An inquiry has been announced into the government bail-out of US insurance giant AIG. There might be lessons from this for Ireland. Although the government's proposed inquiry does not have the power to examine the bail-out, if information about conflicts of interest and bad deals for the tax-payer leak out, it will be difficult to dodge calls for an investigation into the government's actions during the height of the crisis. For the moment, the government is safe because we haven't had revelations on the AIG scale here.
From BBC News report:
AIG was initially bailed out for $85bn (£52bn), but its total rescue package has since amounted to more than $180bn.
"Issues have come to light that call into question whether the government has been, and is being, as transparent as possible with the American people," said Mr Barofsky [special investigator general for the US's Troubled Asset Relief Program (Tarp)] in a prepared testimony.

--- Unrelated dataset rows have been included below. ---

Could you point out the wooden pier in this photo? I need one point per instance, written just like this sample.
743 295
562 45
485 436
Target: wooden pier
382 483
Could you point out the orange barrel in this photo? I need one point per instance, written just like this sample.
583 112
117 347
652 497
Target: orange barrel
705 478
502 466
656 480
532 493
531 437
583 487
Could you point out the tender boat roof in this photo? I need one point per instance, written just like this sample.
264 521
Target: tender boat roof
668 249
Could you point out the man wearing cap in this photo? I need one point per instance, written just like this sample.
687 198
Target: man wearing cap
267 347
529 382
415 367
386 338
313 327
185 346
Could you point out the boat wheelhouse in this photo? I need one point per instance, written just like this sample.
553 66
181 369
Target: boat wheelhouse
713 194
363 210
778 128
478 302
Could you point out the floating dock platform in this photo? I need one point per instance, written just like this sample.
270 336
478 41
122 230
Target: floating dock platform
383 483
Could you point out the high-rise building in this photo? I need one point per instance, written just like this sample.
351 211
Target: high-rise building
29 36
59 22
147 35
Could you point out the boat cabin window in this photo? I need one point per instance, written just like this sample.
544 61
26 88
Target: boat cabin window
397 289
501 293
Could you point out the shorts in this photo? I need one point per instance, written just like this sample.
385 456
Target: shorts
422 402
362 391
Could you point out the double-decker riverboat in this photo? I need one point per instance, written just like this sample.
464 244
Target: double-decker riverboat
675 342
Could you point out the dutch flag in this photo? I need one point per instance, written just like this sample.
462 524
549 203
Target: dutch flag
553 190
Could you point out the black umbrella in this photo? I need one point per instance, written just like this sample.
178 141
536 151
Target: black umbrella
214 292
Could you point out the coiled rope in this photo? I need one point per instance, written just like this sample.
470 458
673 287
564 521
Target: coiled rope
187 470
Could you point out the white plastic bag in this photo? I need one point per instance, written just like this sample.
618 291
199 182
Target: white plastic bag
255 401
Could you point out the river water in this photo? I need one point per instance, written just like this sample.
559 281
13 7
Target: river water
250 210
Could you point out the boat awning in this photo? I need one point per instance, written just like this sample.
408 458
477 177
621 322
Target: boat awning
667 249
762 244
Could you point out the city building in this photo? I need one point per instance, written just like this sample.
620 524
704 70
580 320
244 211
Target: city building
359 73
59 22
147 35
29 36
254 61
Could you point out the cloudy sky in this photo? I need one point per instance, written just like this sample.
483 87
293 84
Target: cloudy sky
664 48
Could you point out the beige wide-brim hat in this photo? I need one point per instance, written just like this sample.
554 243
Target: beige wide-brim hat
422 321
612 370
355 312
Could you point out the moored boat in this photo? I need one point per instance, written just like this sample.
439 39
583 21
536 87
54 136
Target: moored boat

"Documents have come to light that were not provided to the [watchdog] audit team during the course of the audit."
Transparency sought
The committee is investigating why the New York Federal Reserve, then headed by US Treasury Secretary Timothy Geithner, paid AIG business partners face value for assets so they would cancel contracts with the insurer.
A report published by Mr Barofsky's office in November last year criticised both the New York Fed and the US Federal Reserve for not using their "considerable leverage" to force AIG's counterparties to accept less for these assets, thereby wasting taxpayer money.
As a result, 16 banks, including Goldman Sachs, Deutsche Bank, Societe Generale and Royal Bank of Scotland, were paid more than $62bn.